Page last updated at 00:15 GMT, Monday, 28 July 2008 01:15 UK

Worry 'ups men's diabetes risk'

Finger prick test for diabetes
Blood sugar tests are used to diagnose diabetes

Anxiety, depression and sleepless nights increase the risk of diabetes in men, a Swedish study suggests.

Researchers found men with high levels of "psychological distress" had more than double the risk of developing type 2 diabetes than those with low levels.

The study, which looked at 2,127 men born between 1938 and 1957 and 3,100 women, found no such link in women.

Writing in Diabetic Medicine, the researchers said stress may affect the way the brain regulates hormones.

In the UK, there are currently 2.3 million people diagnosed with diabetes and an estimated 500,000 people who have not yet been diagnosed.

The men, who had normal blood glucose levels, were questioned for signs of psychological distress, including anxiety, insomnia, depression, apathy and fatigue.

It is intriguing that the increased risk of diabetes occurs in men only and it would be interesting to find out why
Dr Iain Frame, Diabetes UK

Between eight to 10 years later the men were tested for diabetes.
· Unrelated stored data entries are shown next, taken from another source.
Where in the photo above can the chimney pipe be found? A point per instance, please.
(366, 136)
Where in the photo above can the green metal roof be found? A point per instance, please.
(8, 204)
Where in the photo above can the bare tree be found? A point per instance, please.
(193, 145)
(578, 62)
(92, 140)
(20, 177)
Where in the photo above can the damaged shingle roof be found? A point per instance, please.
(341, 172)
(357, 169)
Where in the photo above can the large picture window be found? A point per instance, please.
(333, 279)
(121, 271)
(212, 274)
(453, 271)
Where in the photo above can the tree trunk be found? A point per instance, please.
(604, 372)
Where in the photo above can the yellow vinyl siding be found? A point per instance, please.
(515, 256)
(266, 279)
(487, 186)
The men with the highest levels of psychological distress were 2.2 times more likely to develop the condition than those with the lowest levels.

Further analysis showed the link was independent of other factors including age, body mass index, family history of diabetes, smoking, physical activity and socio-economic background.

In the women assessed in the same study, there was no increased risk of diabetes in those with high levels of psychological distress.

Coping strategies

Study leader Professor Anders Ekbom, from the Karolinska Institute, Sweden, said it was already known that stress and depression were risk factors for heart disease and it had been suspected they may also play a role in diabetes.

"The link could be a result of the way psychological distress affects the brain's role in regulating hormones or perhaps because depression influences a person's diet and level of physical activity in a negative way."

He added that men and women tended to have different coping strategies, which may explain the difference in risk.

"While women communicate symptoms of distress and depression, men are more unwilling to admit such feelings and tend to cope through drinking, drug use and other private activities or actions."

Dr Iain Frame, director of research at Diabetes UK, said: "It is intriguing that the increased risk of diabetes occurs in men only and it would be interesting to find out why.

"The results suggest that it could be due to a hormonal or behavioural influence.

"We already know from previous studies that stress is considered to be a risk factor for type 2 diabetes and others have looked at the link between sleep disorders, such as insomnia, and the condition.

"This research appears to confirm that there might be something in this."

In a separate study, a team at the University of Newcastle found that walking for 45 minutes a day can help control diabetes.

Those in the study became better at burning fat, which in turn helped them to regulate their blood sugar levels.